Like policy iteration, only MDP are given, and the optimal policyπ* for the MDP is found, and the π* is given the optimal value vπ* in each state.

2 Solution:

You can follow the policy iteration method, but only round the policy evaluation phase, then immediately policy improvement "This scheme is value iteration".

Using the partial order relationship of optimal policy:

Thus, as soon as we know the solution to Sub-problems v∗ (s), the solution of v∗ (s) can be obtained by one-step Look-ahead:

The idea of value iteration are to apply these updates iteratively:

3) Benefits:

More intuitive: Intuition:start with final rewards and work backwards

Still works with loopy, stochastic MDPs

Unlike policy iteration, there is no explicit policy (intermediate value functions may not correspond to any policy)

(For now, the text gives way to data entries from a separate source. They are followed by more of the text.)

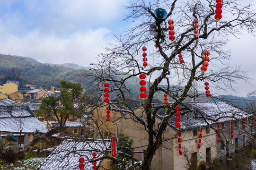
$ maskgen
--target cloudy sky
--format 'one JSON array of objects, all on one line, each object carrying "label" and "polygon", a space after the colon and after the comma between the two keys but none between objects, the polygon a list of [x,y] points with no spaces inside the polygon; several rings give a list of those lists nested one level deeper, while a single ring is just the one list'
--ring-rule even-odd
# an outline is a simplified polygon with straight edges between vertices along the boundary
[{"label": "cloudy sky", "polygon": [[[132,23],[123,22],[124,5],[131,0],[0,0],[0,53],[29,57],[41,62],[73,63],[87,66],[96,53],[113,42]],[[247,0],[245,3],[255,3]],[[238,82],[238,93],[256,90],[256,38],[245,33],[230,39],[232,65],[242,64],[251,85]]]}]

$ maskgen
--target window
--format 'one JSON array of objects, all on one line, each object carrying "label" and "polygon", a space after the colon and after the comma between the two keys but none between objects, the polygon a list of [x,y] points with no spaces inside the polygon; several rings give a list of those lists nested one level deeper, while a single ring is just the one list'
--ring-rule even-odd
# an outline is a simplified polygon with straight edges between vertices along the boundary
[{"label": "window", "polygon": [[205,132],[206,133],[210,133],[210,128],[206,127],[205,128]]},{"label": "window", "polygon": [[193,131],[193,136],[197,136],[197,130],[194,130]]}]

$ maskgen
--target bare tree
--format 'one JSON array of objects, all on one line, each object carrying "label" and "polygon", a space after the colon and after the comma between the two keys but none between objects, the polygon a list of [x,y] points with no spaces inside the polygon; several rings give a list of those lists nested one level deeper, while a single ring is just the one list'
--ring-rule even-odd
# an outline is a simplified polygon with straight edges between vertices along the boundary
[{"label": "bare tree", "polygon": [[[210,83],[211,90],[214,92],[214,89],[234,90],[233,84],[237,80],[246,82],[248,80],[239,66],[226,64],[225,61],[230,59],[230,56],[224,47],[231,36],[236,36],[244,31],[253,34],[256,11],[251,9],[250,5],[244,6],[230,0],[223,2],[223,17],[216,20],[214,17],[215,4],[215,1],[211,0],[157,0],[155,3],[138,0],[125,7],[130,12],[126,15],[124,20],[132,20],[135,26],[125,34],[115,36],[115,44],[106,48],[105,53],[99,54],[98,62],[92,64],[91,72],[85,74],[92,78],[91,83],[96,90],[103,90],[104,82],[109,83],[110,93],[117,95],[119,102],[125,106],[127,113],[132,116],[134,121],[144,126],[148,134],[148,145],[144,162],[140,165],[141,170],[150,169],[153,154],[162,144],[163,133],[175,112],[174,108],[182,106],[183,116],[191,112],[183,102],[185,99],[205,95],[204,82]],[[155,15],[154,10],[159,7],[168,11],[167,19],[159,20]],[[170,19],[174,21],[176,38],[173,41],[168,38],[167,22]],[[193,33],[194,19],[199,20],[198,35]],[[157,27],[156,39],[149,34],[149,26],[153,24]],[[157,49],[153,47],[154,41]],[[148,65],[145,68],[141,57],[143,46],[149,51]],[[202,72],[200,68],[206,50],[211,53],[210,66],[207,71]],[[177,59],[181,52],[185,60],[183,63]],[[148,83],[147,102],[143,105],[145,119],[129,107],[126,100],[134,92],[128,86],[128,82],[132,81],[137,92],[140,87],[137,76],[142,73],[147,76]],[[159,104],[153,110],[152,100],[159,92],[168,94],[172,102],[168,105]],[[99,94],[102,93],[99,91]],[[214,95],[214,93],[212,94]],[[156,129],[154,127],[156,112],[165,107],[165,116]],[[203,115],[197,115],[198,118],[207,121]]]}]

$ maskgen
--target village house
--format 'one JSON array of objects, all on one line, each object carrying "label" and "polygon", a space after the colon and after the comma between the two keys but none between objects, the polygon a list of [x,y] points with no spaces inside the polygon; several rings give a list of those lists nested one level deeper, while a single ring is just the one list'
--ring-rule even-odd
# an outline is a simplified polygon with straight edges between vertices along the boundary
[{"label": "village house", "polygon": [[[136,103],[136,102],[135,103]],[[161,104],[161,103],[154,103],[153,105],[159,104]],[[248,130],[247,128],[243,129],[244,133],[239,133],[237,128],[238,125],[236,127],[234,125],[234,139],[238,140],[236,143],[237,145],[232,145],[231,147],[231,146],[228,145],[229,141],[230,141],[232,139],[231,139],[230,132],[231,128],[229,126],[230,121],[234,121],[234,119],[247,119],[249,116],[251,116],[243,111],[225,102],[188,102],[185,103],[185,104],[193,110],[199,110],[203,115],[209,119],[215,119],[221,115],[226,117],[217,120],[217,123],[208,120],[207,122],[210,124],[209,126],[204,120],[195,118],[194,113],[187,113],[185,116],[181,116],[181,127],[179,129],[182,139],[181,150],[183,153],[181,156],[178,153],[178,145],[179,143],[178,141],[177,129],[175,126],[175,117],[173,116],[172,118],[171,118],[163,135],[163,143],[157,150],[156,154],[153,158],[152,170],[185,170],[189,168],[196,169],[197,166],[201,164],[203,164],[206,168],[209,168],[213,159],[223,157],[223,155],[226,155],[226,150],[230,151],[230,153],[235,149],[245,146],[246,141],[243,139],[250,138],[250,136],[245,133],[246,130]],[[138,115],[145,116],[142,113],[143,107],[140,104],[137,107],[134,107],[136,105],[134,104],[132,107],[134,108],[133,111]],[[157,129],[157,125],[161,123],[165,111],[165,109],[161,109],[157,113],[155,129]],[[135,122],[133,119],[134,118],[130,114],[124,114],[113,121],[113,122],[114,124],[118,126],[119,133],[124,133],[129,136],[130,139],[133,140],[132,147],[134,149],[135,151],[142,151],[147,148],[147,133],[145,131],[144,127],[140,123]],[[219,129],[221,132],[220,138],[223,143],[218,143],[215,129],[218,127],[217,124],[223,123],[226,124],[226,128],[228,130],[226,133],[222,134],[223,128]],[[240,125],[240,126],[241,126]],[[202,142],[201,144],[201,149],[198,149],[197,146],[199,144],[200,129],[202,129]],[[224,136],[226,138],[224,137]],[[227,141],[225,140],[226,138],[228,139]],[[223,146],[223,143],[228,144],[227,147],[230,146],[230,148],[226,149],[225,147]],[[246,144],[247,144],[247,143]],[[134,157],[139,160],[142,159],[141,153],[135,153]]]},{"label": "village house", "polygon": [[13,135],[17,142],[11,143],[14,148],[26,147],[34,139],[36,131],[48,131],[46,126],[34,117],[32,109],[28,105],[0,105],[0,142],[9,144],[5,139],[8,135]]},{"label": "village house", "polygon": [[18,91],[18,85],[12,82],[9,82],[0,86],[0,99],[8,98],[8,95]]},{"label": "village house", "polygon": [[43,89],[33,89],[27,94],[31,96],[32,99],[39,99],[42,98],[45,94],[48,94],[47,92]]},{"label": "village house", "polygon": [[[92,160],[92,153],[97,153],[96,158],[104,155],[106,148],[110,148],[110,140],[98,139],[68,139],[63,141],[36,168],[38,170],[78,170],[79,160],[85,159],[84,170],[92,170],[93,166],[88,161]],[[87,158],[88,158],[88,159]],[[108,159],[96,162],[97,170],[110,169],[112,162]]]},{"label": "village house", "polygon": [[20,92],[17,91],[8,95],[8,98],[15,101],[22,102],[24,98],[24,94],[22,94]]},{"label": "village house", "polygon": [[[47,127],[48,129],[60,127],[56,121],[47,121]],[[70,136],[82,136],[85,132],[85,127],[80,121],[66,121],[65,129],[62,132]]]}]

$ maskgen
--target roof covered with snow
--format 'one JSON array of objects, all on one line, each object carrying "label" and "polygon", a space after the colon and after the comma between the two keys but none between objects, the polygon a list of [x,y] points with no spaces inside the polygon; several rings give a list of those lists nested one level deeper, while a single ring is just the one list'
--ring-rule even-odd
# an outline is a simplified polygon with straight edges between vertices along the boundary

4 Disadvantage: Because the start with final rewards and work backwards, and can only look-ahead one step at a time, so intuitively, the number of cycles will be very large to converge to the optimal strategy.

4) Examples:

Finally, the summary of synchronous Dynamic programming algorithms is given:

Extensions to Dynamic programming

1) Asynchronous Dynamic programming

In-place Dynamic Programming
Prioritised sweeping
Real-time dynamic programming

2) Sample Backups

DP uses full-width backups, DP is effective for medium-sized problems (millions of States)
Every successor State and action is considered
Using knowledge of the MDP transitions and reward function

Using Sample Rewards and sample transitions <s, A, R, S ':
Model-free:no advance knowledge of MDP required
Breaks The curse of dimensionality through sampling
Cost ' backup is constant, independent of n= | s|

3) Approximate Dynamic programming

Note that the convergence of all the above methods has been proven, and not given here.

How do we know this value iteration converges to v∗?
Or that iterative policy evaluation converges to vπ?
and therefore that policy iteration converges to v∗?
Is the solution unique?
How fast does these algorithms converge?